Another way to understand Dr. Beckwith's comments is that he is not referring to the portion from which you are quoting, which is talking about final justificaiton not initial justification (or regeneration). Remember that Trent is a document penned long before the current age, employing vocabularly in ways what are not common usage today. So, I suggest you read it with a bit more charity.

Also, I suspect that Beckwith is not saying that the Protestant and Catholic views are identical. He admits as much in his blog post on Right Reason when he refers to the Reformed and Catholic views as different. What he is saying in his interview quoted here is that the Catholic view may not be the Protestant view, but the Protestant view on the Catholic view is a caricature.

I think that's the most charitable and accurate way to read Beckwith.

LPC said...

Firstly, that initial/final justification is not a Protestant distinction, that is an RC category.

My point is very simple.
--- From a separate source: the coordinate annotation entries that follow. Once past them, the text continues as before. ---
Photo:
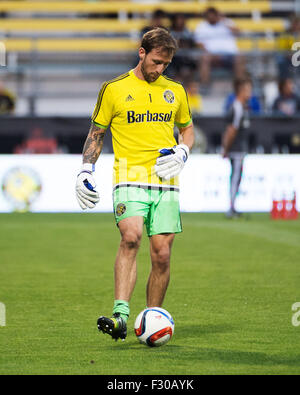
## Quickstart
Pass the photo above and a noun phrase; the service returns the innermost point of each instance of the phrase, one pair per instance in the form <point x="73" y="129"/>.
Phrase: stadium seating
<point x="55" y="7"/>
<point x="72" y="26"/>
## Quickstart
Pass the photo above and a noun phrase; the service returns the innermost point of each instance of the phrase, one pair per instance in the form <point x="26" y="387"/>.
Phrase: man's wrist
<point x="185" y="148"/>
<point x="88" y="167"/>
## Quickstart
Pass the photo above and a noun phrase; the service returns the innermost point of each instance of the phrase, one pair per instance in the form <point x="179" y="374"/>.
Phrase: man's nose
<point x="160" y="68"/>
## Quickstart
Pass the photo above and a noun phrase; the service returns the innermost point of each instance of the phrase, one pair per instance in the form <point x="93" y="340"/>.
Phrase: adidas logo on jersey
<point x="133" y="117"/>
<point x="129" y="98"/>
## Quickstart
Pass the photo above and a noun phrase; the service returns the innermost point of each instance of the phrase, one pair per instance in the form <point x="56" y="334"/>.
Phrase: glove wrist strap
<point x="185" y="148"/>
<point x="89" y="167"/>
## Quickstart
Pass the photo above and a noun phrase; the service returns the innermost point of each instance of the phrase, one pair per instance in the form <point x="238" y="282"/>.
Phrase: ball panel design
<point x="154" y="327"/>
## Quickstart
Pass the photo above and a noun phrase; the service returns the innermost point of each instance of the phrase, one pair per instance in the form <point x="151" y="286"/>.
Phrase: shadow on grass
<point x="194" y="331"/>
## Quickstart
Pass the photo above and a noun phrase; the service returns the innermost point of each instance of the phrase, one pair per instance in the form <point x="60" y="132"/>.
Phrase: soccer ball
<point x="154" y="327"/>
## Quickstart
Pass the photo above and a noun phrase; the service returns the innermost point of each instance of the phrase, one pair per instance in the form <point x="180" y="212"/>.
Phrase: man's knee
<point x="131" y="241"/>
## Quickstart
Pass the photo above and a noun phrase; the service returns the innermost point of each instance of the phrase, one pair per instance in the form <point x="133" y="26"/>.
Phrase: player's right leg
<point x="235" y="181"/>
<point x="131" y="230"/>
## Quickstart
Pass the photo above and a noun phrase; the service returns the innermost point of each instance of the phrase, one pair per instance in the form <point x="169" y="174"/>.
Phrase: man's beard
<point x="149" y="77"/>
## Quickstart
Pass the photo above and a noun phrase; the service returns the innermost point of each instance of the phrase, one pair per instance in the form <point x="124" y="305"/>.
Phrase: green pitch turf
<point x="232" y="288"/>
Beckwith belives X as an evangelical. He was taught that the RCC believes Y. The he discovers this is not true, RCC does not believe Y as represented by his evangelical communion.

Now there are 2 possibilities. Either RCC believes X also or RCC believes Z, but never Y (for he says it was a misrepresentation).

Either way Dr. Beckwith converts to RCC. Now what was this X he believed in? If RCC believes X already then his conversion is understandable, he believes X too. If Z is what RCC believes and he believes in X, then this is an strange scenario. But what is this Y he is talking about represented to him by Protestants? Y has got to be NOT X.

What am I saying? He has always been in theology RC, though in the middle of his years he thought he was otherwise. Or in his eyes, there is no more need for the Reformation, the RCC has reformer already.